Jeremy Hylton : weblog : 2003-08-10

Administering servers

Sunday, August 10, 2003

Noticed a link to this paper on Neil Schemenauer's web log:

Steve Traugott and Joel Huddleston. Bootstrapping an Infrastructure. Proceedings of the 12th Systems Administration Conference (LISA '98).


When deploying and administering systems infrastructures it is still common to think in terms of individual machines rather than view an entire infrastructure as a combined whole. This standard practice creates many problems, including labor-intensive administration, high cost of ownership, and limited generally available knowledge or code usable for administering large infrastructures.

The model we describe treats an infrastructure as a single large distributed virtual machine. We found that this model allowed us to approach the problems of large infrastructures more effectively. This model was developed during the course of four years of mission-critical rollouts and administration of global financial trading floors. The typical infrastructure size was 300-1000 machines, but the principles apply equally as well to much smaller environments. Added together these infrastructures totaled about 15,000 hosts. Further refinements have been added since then, based on experiences at NASA Ames.

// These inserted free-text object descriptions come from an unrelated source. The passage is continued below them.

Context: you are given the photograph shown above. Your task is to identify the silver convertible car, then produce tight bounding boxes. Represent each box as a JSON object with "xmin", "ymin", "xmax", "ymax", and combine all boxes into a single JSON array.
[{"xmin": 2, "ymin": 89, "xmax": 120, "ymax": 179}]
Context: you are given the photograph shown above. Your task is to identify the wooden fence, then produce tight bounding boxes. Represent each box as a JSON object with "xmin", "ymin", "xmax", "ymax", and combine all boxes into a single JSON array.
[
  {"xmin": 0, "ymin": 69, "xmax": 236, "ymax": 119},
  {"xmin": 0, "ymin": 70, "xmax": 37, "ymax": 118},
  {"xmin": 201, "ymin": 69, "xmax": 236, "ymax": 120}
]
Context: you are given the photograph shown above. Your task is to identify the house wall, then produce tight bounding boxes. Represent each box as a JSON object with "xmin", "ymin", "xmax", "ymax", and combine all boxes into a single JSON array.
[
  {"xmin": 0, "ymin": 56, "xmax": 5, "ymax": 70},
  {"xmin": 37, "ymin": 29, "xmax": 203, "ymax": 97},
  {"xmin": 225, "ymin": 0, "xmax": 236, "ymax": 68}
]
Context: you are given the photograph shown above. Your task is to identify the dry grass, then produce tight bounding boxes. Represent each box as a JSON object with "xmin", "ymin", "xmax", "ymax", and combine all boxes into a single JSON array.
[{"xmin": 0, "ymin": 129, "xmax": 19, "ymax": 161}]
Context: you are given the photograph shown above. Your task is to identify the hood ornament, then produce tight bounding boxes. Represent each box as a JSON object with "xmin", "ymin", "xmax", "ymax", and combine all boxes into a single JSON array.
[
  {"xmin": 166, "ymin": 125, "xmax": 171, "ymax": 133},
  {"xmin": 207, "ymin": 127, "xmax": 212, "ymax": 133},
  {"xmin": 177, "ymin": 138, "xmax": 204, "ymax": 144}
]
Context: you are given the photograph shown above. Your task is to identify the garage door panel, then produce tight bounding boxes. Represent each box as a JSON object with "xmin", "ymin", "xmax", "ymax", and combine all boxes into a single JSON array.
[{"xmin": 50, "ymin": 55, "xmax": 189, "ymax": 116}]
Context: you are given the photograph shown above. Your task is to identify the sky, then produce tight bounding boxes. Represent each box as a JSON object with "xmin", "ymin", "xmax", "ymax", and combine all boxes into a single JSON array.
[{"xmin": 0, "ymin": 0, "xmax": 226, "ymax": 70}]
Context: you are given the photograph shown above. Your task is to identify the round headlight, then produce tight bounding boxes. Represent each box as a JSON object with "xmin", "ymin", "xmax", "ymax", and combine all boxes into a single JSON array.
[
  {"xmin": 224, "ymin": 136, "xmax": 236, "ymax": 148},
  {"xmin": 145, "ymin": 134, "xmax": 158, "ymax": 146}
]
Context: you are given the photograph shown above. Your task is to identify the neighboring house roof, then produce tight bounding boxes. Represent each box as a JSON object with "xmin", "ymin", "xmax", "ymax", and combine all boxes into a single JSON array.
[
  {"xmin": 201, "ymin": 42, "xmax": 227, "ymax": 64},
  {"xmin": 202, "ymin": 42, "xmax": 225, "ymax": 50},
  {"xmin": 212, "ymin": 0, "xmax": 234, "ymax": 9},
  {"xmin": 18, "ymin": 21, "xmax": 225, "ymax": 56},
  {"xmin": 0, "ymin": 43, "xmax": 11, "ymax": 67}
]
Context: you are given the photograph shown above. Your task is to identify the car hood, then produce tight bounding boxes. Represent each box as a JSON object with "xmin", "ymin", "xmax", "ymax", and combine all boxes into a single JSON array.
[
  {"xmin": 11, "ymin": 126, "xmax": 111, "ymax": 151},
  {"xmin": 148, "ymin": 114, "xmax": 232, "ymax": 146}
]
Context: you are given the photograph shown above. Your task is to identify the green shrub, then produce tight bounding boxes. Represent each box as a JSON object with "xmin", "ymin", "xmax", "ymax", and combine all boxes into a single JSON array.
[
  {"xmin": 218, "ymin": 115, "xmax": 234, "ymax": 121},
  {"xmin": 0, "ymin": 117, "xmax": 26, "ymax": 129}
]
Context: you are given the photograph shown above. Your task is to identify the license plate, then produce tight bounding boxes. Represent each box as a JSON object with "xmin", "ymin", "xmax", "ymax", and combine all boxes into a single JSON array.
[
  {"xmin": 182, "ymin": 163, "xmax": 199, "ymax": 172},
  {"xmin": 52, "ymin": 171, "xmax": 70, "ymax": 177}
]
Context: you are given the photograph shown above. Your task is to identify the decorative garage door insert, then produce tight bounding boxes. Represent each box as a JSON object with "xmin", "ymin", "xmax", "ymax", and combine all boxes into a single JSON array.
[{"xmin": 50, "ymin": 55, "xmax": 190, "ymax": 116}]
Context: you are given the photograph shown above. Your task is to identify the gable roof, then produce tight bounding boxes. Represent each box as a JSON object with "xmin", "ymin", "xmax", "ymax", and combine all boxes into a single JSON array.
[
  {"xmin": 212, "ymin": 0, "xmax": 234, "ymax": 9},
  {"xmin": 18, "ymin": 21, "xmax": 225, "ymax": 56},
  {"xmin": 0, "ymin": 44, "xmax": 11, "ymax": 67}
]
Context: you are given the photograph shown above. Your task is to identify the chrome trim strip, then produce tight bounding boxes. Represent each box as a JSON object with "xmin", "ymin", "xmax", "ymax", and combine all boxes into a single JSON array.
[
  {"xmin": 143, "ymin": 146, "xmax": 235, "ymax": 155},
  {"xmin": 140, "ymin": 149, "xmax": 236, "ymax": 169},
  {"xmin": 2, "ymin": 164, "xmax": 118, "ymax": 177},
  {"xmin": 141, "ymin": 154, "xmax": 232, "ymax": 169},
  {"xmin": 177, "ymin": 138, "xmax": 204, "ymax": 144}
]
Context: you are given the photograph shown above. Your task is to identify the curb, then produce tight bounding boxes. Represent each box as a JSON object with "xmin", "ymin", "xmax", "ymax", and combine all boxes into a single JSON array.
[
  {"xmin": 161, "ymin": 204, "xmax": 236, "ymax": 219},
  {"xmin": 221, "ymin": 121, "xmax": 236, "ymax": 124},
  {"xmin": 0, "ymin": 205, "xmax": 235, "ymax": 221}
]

The methodologies described here use UNIX and its variants as the example operating system. We have found that the principles apply equally well, and are as sorely needed, in managing infrastructures based on other operating systems.

This paper is a living document: Revisions and additions are expected and are available at We also maintain a mailing list for discussion of infrastructure design and implementation issues -- details are available on the web site.

Running a big server farm is a fairly interesting problem. I've seen how a few organizations have done it, and it has always seemed like there should be a better way. This paper describes a better way.